Tak dapat dipungkiri, subordinasi gender memang telah dan sedang terjadi. Beragam gagasan industrialisasi, tak lain ialah bias pemikiran manusia modern, menjadikan manusia dan kemajuan teknologi sebagai pemeran utama. Di saat pembangunan mengarah pada modernitas, nyatanya perempuan masih menjadi pihak yang terabaikan.
Ketidakseimbangan Alam
Dominasi peradaban modern nyatanya menjadi penyebab kerusakan alam. Demi pemenuhan profit, alam harus terkuras hingga titik terdalam. Perilaku dekstruktif dan eksploitatif, tak hanya berdampak pada lingkungan, namun juga manusia, utamanya perempuan. Seringkali masalah ini dikaitkan dengan ketidakmampuan manusia mengelola alam. Semesta dikelola dengan cara maskulin dan tidak humanis, melupakan posisi perempuan dalam tata kelola.
Kasus ekspansi pabrik semen di kawasan karst Kendeng, misalnya. Eksploitasi dengan sedikit memberikan perhatian pada analisis dampaknya pada lingkungan dinilai tidak berpihak pada perempuan. Pasalnya, penggusuran lahan tersebut menghilangkan mata air yang menjadi sandaran para petani perempuan. Para perempuan paham dan sadar bahwa tindakan tersebut akan berakibat pada ancaman krisis air.

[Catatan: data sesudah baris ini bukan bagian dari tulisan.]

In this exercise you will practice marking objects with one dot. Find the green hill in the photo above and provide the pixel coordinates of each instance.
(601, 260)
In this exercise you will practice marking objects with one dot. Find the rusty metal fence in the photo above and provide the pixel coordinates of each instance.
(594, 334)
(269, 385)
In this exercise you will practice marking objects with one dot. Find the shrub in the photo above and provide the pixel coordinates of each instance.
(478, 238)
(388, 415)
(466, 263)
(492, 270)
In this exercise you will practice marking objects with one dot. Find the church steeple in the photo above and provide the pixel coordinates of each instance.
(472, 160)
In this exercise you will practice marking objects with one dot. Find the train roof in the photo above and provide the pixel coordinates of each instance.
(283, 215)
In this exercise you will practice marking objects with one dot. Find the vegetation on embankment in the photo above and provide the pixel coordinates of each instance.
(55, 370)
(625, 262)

Belum lagi isu tentang reklamasi teluk Benoa di Bali. Reklamasi dinilai dapat menindas para nelayan perempuan. Tentu saja, aksi ini berdampak amat besar, tak hanya pada kehidupan masyarakat, namun juga menjadi ancaman pada keanekaragaman hayati pesisir. Para nelayan akan kesulitan melaut, yang pada akhirnya akan mengancam kedaulatan pangan dan tingkat perekonomian masyarakat kecil jelas akan turun. Maka beginilah ujung dari industrialisasi.
Perspektif Ekofeminisme
Mari kita belajar dari Vandana Shiva, seorang fisikawan, pemikir besar, and tokoh feminis kelahiran India. Dalam bukunya Staying Alive, Woman, Ecology, and Survival in India (1988), ia menulis “Women's work in producing sustenance the production of life and views it as a truly productive relationship to nature, because 'women not only collected and consumed what grew in nature but they made things grow.”
Shiva berpandangan bahwa proses pertumbuhan alam merupakan kerjasama antara perempuan dan alam, sehingga menghasilkan interaksi resiprokal. Perempuan memahami bahwa tubuhnya produktif, sebagaimana pemahaman mereka pada dunia. Meskipun mereka mengambil produk dari alam, mereka tidak ingin mendominasi. Perempuan bekerjasama untuk membuat bumi agar tetap tumbuh.
Beliau mencoba lari dari pandangan antroposentrisme, memungkiri teori manusia sebagai pengatur alam, kemudian mencetuskan ekofeminisme. Menurutnya, perempuan sangat dekat dengan alam. Sebab, perempuan memiliki kemiripan fungsi dengan hutan dalam perannya dalam produksi kehidupan. Organ reproduksi wanita disimbolkan kesamaannya dengan fungsi hutan. Rahim perempuan menyediakan kehidupan untuk janin, sama halnya hutan memberikan tempat hidup untuk flora dan fauna.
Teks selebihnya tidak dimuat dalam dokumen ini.